San Francisco, May 9, 2012 — Today President Obama made history by declaring his support of same-sex marriage, becoming the first sitting president to take such a position, and moving the nation closer to creating the AIDS-free generation he so boldly envisions.
“The president’s actions are not only important to matters of justice and equality, they are also vitally important to our work in the fight against HIV/AIDS,” said Neil Giuliano, CEO of San Francisco AIDS Foundation. “When people feel affirmed, respected, and valued, they are more likely to take better care of themselves and their health—they get tested for HIV and other sexually transmitted infections, they talk openly with their sex partners, and they seek out information and resources.”
There are currently 1.2 million Americans living with HIV/AIDS, and approximately 50,000 new HIV infections occur nationwide every year. The epidemic continues to have a disproportionate impact on gay and bisexual men, and racial and ethnic minorities.

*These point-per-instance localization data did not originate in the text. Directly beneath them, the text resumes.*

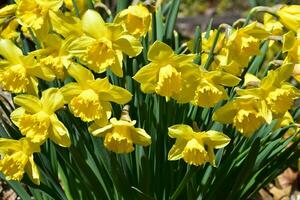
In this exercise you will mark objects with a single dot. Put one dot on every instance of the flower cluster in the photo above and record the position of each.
(78, 49)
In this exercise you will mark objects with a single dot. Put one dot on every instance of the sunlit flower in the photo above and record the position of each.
(103, 44)
(165, 75)
(17, 158)
(37, 120)
(120, 135)
(137, 20)
(35, 13)
(246, 113)
(196, 148)
(19, 73)
(90, 98)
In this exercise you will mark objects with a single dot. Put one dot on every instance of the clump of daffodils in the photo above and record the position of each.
(81, 64)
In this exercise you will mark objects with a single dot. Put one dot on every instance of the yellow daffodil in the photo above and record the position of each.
(90, 98)
(19, 73)
(103, 44)
(289, 16)
(17, 158)
(247, 113)
(35, 13)
(120, 135)
(210, 87)
(54, 55)
(196, 148)
(272, 25)
(136, 19)
(165, 74)
(240, 46)
(278, 94)
(37, 120)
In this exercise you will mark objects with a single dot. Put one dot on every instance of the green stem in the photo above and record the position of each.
(184, 182)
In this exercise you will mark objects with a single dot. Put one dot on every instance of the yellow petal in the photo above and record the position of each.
(159, 51)
(148, 77)
(225, 114)
(70, 90)
(116, 94)
(116, 67)
(139, 136)
(216, 139)
(10, 51)
(31, 103)
(180, 131)
(100, 132)
(80, 73)
(175, 152)
(32, 171)
(129, 45)
(93, 24)
(52, 100)
(59, 133)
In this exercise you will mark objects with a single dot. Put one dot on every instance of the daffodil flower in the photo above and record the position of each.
(136, 19)
(90, 98)
(120, 135)
(103, 44)
(54, 55)
(17, 158)
(35, 13)
(19, 73)
(289, 16)
(278, 94)
(207, 88)
(196, 148)
(37, 120)
(247, 113)
(165, 75)
(240, 46)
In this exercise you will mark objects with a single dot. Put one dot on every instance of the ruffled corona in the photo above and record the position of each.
(194, 153)
(35, 126)
(14, 79)
(169, 81)
(280, 100)
(12, 166)
(100, 54)
(207, 94)
(247, 121)
(119, 140)
(86, 106)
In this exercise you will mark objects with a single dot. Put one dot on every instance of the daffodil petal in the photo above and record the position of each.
(52, 100)
(93, 24)
(129, 45)
(175, 152)
(31, 103)
(180, 131)
(139, 136)
(32, 171)
(59, 133)
(159, 51)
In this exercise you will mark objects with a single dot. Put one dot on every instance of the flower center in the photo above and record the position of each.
(247, 121)
(119, 140)
(12, 166)
(207, 95)
(35, 126)
(87, 106)
(100, 54)
(14, 79)
(194, 153)
(280, 100)
(169, 81)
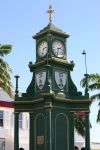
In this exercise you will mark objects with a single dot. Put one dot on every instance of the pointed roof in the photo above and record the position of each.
(50, 28)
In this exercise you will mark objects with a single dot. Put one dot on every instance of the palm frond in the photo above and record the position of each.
(5, 49)
(94, 86)
(95, 96)
(4, 66)
(98, 116)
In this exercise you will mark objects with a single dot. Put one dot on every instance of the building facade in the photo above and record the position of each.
(7, 127)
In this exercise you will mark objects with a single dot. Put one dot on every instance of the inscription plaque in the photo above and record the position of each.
(40, 140)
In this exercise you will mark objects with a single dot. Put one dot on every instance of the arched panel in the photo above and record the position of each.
(40, 132)
(61, 132)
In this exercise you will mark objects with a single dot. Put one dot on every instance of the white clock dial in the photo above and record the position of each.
(60, 78)
(42, 48)
(58, 48)
(40, 79)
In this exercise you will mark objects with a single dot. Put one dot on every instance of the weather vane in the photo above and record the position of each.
(50, 12)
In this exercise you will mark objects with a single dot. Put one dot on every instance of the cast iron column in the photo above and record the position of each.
(16, 130)
(87, 134)
(31, 132)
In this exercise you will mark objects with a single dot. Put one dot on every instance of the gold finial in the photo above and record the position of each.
(50, 12)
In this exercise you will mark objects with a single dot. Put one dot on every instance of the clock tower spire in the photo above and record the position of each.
(50, 12)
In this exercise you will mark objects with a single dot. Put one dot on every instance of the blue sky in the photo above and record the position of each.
(20, 19)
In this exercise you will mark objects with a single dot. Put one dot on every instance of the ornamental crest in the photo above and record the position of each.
(60, 78)
(40, 79)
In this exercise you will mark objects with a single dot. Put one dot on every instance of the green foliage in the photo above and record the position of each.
(5, 70)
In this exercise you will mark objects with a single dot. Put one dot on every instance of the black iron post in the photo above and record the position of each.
(86, 75)
(16, 89)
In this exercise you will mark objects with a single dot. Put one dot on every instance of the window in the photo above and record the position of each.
(1, 118)
(20, 120)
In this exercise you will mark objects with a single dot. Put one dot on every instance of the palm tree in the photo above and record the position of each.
(93, 83)
(5, 70)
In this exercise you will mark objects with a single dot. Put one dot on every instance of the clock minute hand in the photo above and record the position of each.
(43, 49)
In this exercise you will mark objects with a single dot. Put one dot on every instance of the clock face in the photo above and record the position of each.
(42, 48)
(58, 48)
(60, 78)
(40, 79)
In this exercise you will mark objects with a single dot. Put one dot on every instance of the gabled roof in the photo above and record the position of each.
(50, 28)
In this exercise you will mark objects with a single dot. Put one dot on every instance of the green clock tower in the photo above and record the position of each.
(51, 98)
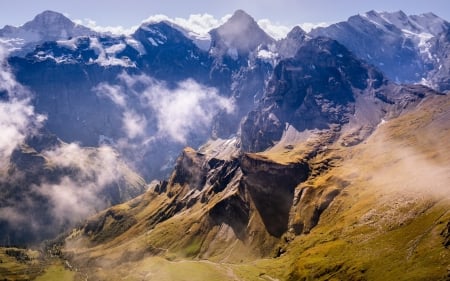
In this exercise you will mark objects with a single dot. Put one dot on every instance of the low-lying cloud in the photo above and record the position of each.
(42, 192)
(188, 108)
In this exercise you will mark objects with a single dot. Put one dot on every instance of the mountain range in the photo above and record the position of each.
(317, 156)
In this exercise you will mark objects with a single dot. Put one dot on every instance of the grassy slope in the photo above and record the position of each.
(385, 225)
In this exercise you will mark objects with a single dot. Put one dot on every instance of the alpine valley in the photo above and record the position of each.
(170, 155)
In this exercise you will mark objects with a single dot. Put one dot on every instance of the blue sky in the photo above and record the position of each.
(129, 13)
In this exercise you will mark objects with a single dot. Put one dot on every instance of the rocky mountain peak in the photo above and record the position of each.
(46, 26)
(239, 35)
(48, 19)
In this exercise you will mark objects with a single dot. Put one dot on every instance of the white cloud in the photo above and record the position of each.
(116, 30)
(134, 124)
(113, 92)
(78, 195)
(308, 26)
(188, 108)
(199, 24)
(276, 31)
(180, 111)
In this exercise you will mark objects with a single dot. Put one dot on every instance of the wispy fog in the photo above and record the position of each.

“HIV has always thrived in marginalized communities, whether it’s gay and bisexual men, people of color, the homeless, or those living in poverty,” said Giuliano. “Anything we can do to bring people in from the margins, as the president did today by advocating for same-sex marriage, represents a dramatic step forward in our efforts to end HIV/AIDS.”
San Francisco AIDS Foundation looks forward to continuing to work with the Obama Administration on other issues important to the fight against HIV/AIDS, including careful implementation of the Affordable Care Act and HIV service integration to address the health care needs of all people living with HIV.
About San Francisco AIDS Foundation
No city experienced epidemic levels of HIV faster than San Francisco. At San Francisco AIDS Foundation, we work to end the epidemic where it first took hold, and eventually everywhere. Established in 1982, our mission is the radical reduction of new infections in San Francisco. Through education, advocacy, and direct services for prevention and care, we are confronting HIV in communities most vulnerable to the disease. We refuse to accept that HIV transmission is inevitable.